Nous avons enrichi le parcours de points d’intérêt qui expliquent chaque étape de fabrication et donnent accès aux vidéos des machines directement dans la visite.
Sur le stand, la visite se vit aussi au casque de réalité virtuelle : le visiteur se déplace dans l’atelier, tandis qu’un écran retransmet en direct ce qu’il regarde, pour partager l’expérience avec les personnes autour de lui.
Une preuve « grandeur nature », consultable partout et à tout moment. L’atelier devient un espace que l’on visite, à distance comme sur le salon, sans qu’aucune machine n’ait eu à quitter Villaz.
Rendre chaque procédé immédiatement compréhensible, y compris pour un visiteur qui découvre le métier.

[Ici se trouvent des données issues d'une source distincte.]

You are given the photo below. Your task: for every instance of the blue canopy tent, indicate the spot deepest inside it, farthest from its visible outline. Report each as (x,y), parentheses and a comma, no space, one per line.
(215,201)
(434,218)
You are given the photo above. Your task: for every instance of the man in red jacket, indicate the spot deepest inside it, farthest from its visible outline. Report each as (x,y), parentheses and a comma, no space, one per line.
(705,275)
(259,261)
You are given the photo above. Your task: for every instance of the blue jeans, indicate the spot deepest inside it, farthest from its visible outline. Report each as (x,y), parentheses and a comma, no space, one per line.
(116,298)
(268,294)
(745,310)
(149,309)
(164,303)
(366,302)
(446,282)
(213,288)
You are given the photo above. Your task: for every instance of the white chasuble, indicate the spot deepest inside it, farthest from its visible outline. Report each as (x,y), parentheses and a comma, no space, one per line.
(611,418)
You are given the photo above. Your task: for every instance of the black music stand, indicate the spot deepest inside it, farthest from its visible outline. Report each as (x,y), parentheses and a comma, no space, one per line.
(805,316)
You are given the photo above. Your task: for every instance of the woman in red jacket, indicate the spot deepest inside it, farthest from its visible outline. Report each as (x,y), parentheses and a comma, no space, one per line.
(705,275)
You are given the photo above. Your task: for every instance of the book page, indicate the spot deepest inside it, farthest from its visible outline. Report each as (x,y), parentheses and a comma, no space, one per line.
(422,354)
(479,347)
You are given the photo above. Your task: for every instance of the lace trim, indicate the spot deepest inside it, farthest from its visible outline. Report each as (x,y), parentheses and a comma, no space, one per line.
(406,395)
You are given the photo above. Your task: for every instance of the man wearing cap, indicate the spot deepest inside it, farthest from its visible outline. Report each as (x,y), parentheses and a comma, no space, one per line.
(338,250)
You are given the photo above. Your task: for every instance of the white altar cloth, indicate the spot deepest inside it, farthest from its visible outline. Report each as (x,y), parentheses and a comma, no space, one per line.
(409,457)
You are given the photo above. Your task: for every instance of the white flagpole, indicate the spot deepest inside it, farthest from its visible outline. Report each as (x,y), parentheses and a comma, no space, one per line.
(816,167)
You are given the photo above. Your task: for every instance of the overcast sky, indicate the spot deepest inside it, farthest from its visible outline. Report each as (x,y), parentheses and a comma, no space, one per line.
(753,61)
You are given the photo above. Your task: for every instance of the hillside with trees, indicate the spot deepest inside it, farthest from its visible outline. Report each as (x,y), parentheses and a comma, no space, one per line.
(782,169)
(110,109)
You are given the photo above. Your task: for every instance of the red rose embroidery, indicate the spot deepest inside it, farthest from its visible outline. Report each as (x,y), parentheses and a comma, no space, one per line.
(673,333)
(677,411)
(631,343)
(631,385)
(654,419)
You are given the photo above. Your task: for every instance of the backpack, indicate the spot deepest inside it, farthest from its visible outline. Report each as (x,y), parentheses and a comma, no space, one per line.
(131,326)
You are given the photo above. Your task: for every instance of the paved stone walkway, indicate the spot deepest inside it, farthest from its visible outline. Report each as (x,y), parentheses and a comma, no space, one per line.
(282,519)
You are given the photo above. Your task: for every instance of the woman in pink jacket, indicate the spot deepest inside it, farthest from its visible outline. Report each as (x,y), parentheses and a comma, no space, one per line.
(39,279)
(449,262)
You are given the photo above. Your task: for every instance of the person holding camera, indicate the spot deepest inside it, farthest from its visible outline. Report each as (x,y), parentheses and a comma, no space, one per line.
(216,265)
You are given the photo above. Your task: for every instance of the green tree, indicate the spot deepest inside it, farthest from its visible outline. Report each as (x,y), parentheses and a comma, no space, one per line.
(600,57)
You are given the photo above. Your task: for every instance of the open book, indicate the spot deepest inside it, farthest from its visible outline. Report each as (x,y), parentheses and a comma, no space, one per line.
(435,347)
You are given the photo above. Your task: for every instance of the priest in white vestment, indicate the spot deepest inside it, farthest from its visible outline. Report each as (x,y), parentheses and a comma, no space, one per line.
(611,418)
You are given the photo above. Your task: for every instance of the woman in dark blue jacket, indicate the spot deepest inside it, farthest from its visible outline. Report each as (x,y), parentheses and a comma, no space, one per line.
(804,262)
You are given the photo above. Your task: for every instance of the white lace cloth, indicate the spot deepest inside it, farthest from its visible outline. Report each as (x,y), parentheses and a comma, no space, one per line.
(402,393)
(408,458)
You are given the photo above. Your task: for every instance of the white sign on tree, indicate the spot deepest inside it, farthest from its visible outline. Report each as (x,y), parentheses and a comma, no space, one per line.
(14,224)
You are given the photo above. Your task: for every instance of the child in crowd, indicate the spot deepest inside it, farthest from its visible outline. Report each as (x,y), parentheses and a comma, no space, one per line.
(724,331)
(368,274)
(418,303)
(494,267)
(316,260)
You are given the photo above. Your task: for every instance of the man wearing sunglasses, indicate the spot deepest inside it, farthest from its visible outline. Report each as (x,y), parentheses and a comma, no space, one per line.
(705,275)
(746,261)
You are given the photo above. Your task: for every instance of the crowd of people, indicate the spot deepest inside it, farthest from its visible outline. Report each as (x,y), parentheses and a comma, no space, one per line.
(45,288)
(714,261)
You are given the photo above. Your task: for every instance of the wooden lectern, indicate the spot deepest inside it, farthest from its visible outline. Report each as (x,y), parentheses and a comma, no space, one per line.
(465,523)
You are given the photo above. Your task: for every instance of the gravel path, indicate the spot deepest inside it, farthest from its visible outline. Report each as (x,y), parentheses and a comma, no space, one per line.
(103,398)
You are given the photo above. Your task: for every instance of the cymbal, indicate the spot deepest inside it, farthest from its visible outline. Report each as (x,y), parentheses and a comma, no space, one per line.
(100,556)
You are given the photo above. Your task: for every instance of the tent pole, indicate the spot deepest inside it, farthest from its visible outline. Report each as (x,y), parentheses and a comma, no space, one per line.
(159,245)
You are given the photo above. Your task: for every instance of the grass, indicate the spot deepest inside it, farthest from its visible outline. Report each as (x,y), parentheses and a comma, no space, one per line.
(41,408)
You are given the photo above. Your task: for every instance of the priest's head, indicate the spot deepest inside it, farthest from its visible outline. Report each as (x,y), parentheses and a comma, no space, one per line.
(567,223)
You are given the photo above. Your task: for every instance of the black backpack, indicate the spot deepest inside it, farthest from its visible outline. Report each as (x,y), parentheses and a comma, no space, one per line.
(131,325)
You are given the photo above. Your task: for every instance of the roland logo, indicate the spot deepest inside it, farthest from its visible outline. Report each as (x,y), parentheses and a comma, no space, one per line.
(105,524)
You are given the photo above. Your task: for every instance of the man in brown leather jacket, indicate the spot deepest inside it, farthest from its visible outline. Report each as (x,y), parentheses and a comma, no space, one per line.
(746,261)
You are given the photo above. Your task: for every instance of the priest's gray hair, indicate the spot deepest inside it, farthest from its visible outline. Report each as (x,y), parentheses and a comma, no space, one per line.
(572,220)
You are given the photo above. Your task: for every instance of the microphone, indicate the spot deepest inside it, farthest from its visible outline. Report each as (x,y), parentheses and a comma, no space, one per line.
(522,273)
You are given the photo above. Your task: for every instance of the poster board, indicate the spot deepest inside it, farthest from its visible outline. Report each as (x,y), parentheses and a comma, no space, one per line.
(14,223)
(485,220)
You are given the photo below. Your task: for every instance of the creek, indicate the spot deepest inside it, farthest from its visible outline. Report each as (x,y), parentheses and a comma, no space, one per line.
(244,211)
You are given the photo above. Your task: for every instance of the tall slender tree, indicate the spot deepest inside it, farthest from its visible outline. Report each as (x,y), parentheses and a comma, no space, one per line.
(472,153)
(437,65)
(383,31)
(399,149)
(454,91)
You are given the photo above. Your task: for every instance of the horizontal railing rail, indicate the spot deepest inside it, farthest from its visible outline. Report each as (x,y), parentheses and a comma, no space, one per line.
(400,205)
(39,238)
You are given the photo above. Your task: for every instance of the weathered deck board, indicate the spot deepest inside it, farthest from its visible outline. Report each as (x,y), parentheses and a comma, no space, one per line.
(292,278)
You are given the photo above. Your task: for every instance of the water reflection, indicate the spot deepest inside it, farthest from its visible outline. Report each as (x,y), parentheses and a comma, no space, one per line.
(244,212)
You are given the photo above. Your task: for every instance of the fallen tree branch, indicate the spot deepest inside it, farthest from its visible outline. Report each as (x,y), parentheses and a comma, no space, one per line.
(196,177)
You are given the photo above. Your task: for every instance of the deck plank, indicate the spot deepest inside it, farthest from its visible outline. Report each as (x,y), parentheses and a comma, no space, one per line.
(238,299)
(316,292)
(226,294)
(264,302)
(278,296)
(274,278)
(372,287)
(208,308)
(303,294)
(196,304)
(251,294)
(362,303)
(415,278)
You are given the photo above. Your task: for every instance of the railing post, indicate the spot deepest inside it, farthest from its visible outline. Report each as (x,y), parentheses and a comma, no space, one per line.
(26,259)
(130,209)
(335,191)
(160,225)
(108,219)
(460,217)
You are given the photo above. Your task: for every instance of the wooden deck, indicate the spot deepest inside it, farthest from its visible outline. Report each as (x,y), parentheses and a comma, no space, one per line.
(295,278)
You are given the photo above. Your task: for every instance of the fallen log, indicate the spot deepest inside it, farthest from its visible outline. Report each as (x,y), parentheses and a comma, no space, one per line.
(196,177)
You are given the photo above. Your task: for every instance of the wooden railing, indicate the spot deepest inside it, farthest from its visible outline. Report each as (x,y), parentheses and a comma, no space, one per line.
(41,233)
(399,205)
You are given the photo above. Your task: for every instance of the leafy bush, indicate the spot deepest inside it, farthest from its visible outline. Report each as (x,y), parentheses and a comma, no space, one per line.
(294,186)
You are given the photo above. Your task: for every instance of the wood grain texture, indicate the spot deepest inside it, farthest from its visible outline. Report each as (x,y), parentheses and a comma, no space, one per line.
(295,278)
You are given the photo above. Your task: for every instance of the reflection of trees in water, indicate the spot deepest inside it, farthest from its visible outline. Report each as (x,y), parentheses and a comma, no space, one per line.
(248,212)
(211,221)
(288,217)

Nous avons produit dix vidéos en motion design. Cinq correspondent aux grands blocs mis en avant sur le stand, autour des étapes clés de la fabrication d’une roue. Cinq autres viennent compléter l’ensemble pour couvrir les machines présentées dans la visite virtuelle. Le même langage visuel est décliné partout, du stand à la visite.
Ce qu’une machine met plusieurs minutes à accomplir se comprend en quelques secondes. Et parce que ces vidéos partagent une même identité, elles créent une cohérence d’ensemble, réutilisable sur le stand, dans la visite, sur le site et sur les réseaux.
Faire « fonctionner » les machines directement depuis le stand, alors qu’elles n’y sont pas.
Le visuel du stand cartographie les grandes étapes de la fabrication d’une roue.
Chaque zone devient un déclencheur : en pointant une tablette ou un smartphone vers un bloc, le visiteur voit se lancer la vidéo de la machine correspondante, en action.
La composition graphique et la réalité augmentée ont été conçues par Digital Mate ; la structure physique du stand, un modèle parapluie d’environ quatre mètres, pliable et pensé pour un transport et un montage rapides, a été réalisée par l’un de nos partenaires.
La machine est « présente » sans être là. Le stand cesse d’être un simple panneau : il devient un support vivant, que le visiteur manipule lui-même, et dont il garde le souvenir.
✔ Direction artistique
✔ Visite virtuelle Matterport
✔ Réalité augmentée
✔ Motion design
✔ Conception de stand (composition graphique)
✔ Réalité virtuelle (expérience au casque)
Dans l’industrie, on croit souvent qu’il faut apporter la machine pour convaincre. Ce projet rappelle l’inverse : ce qui emporte l’adhésion, ce n’est pas la présence physique de l’équipement, c’est la capacité à en faire comprendre la valeur en quelques secondes.
Un stand n’a pas besoin de tout transporter. Il a besoin de tout rendre lisible. La vraie performance n’est pas de déplacer une technologie, mais de la rendre évidente pour celui qui la découvre.